Thursday, January 24, 2019


Keep it simple, stupid, or KISS, can be a vastly underestimated concept for those not yet familiar with basic design principles.

Maybe you've encountered a professor with information-dense slide decks, or maybe you know someone who sprinkles extraneous adverbs or unnecessarily complex vocabulary words when they speak. Or there's that tactical (not really) approach of disguising a fundamental lack of understanding with details upon details. So what does KISS look like?

I think one of the most important considerations to make when designing a product in compliance with KISS is cognitive load, which is better informally known as working memory. Products designed with complexity for complexity's sake only acts as a distraction, robbing valuable mental capacity that is a learner's limited working memory.

Granted, there are those who possess a larger working memory compared to others, but that's why we must consider our audience. My high school chemistry teacher once said, "There are two teaching styles: one, to only address a limited set of general topics to accommodate a majority of learners, or two, to pursue a quick and comprehensive pace that maximizes the learning potential of the most capable."

I feel that the topic is a perennial debate, but today, we have the privilege of video, which is a more audience-agnostic educational format. I want to share an example that I think demonstrates KISS well: the YouTube channel Chubbyemu.
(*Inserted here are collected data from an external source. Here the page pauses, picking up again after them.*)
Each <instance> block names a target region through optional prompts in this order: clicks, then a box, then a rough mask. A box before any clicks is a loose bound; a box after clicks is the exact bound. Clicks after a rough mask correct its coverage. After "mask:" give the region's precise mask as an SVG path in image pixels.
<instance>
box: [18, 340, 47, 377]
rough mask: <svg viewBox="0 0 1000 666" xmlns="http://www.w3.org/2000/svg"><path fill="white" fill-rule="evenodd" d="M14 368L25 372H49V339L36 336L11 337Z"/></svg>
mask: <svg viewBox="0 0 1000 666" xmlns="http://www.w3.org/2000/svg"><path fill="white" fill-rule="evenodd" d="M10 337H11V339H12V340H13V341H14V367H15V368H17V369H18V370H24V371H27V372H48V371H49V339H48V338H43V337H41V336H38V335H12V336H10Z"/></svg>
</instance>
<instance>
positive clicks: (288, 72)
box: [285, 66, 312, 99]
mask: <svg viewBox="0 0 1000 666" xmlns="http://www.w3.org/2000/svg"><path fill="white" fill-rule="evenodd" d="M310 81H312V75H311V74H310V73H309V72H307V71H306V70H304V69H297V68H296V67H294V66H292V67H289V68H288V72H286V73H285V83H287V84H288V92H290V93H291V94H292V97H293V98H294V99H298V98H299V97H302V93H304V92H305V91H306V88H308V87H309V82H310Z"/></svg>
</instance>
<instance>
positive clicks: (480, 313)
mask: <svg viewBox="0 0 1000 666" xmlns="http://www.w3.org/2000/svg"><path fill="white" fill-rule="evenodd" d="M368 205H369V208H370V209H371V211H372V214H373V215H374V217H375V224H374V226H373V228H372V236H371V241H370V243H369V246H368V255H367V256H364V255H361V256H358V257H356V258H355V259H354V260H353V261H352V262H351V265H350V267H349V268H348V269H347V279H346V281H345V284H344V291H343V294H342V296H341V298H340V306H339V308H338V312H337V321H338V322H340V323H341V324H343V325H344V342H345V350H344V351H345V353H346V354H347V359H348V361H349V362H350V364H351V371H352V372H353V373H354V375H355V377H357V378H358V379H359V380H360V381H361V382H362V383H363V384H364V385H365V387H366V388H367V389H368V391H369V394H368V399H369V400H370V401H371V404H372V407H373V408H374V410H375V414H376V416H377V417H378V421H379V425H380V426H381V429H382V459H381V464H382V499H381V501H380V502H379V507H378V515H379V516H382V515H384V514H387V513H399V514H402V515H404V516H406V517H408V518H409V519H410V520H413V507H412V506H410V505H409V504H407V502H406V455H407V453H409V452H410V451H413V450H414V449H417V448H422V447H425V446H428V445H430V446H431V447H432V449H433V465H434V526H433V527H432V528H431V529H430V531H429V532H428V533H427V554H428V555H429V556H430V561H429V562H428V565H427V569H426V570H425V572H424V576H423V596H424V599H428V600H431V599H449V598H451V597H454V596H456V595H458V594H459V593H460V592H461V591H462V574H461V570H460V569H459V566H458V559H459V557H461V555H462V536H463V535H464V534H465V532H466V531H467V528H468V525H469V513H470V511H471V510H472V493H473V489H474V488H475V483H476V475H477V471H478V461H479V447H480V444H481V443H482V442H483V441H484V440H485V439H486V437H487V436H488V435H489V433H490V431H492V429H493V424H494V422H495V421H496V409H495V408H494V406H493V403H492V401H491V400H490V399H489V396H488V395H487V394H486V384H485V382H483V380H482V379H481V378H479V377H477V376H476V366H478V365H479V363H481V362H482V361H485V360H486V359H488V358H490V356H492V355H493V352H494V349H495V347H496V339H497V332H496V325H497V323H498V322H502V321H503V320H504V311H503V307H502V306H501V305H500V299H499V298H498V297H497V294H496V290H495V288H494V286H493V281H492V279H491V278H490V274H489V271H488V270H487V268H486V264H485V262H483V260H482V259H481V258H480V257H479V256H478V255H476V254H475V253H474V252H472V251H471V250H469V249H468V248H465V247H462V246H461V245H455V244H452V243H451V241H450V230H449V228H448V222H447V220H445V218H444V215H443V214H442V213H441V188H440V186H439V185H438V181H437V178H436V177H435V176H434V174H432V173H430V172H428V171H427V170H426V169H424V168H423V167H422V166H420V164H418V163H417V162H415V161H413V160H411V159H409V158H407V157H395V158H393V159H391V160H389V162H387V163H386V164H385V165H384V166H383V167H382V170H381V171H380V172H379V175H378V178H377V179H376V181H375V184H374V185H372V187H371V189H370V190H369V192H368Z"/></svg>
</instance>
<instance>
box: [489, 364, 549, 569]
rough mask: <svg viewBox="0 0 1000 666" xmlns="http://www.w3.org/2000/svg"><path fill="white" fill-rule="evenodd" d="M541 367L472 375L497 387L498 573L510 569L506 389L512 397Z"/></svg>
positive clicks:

The narrator is an actual MD that presents real-life case studies. His video titles, presentation style, and storytelling are clear, concise, and straightforward. There are no special video or audio effects, and the frilliest props he uses are the multi-colored desk lamps he uses as a backdrop. Furthermore, he maximizes information accessibility by aligning his many, many (endearingly home-brewed) B-rolls with his lecture content. In other words, this means your ears and your eyes work together to absorb the same learning material.

Chubbyemu is a fantastic learning resource for learning pathophysiology, and I'm sure that any visual communications specialist can extol the amateur filmmaker-narrator Bernard for his lucid approach.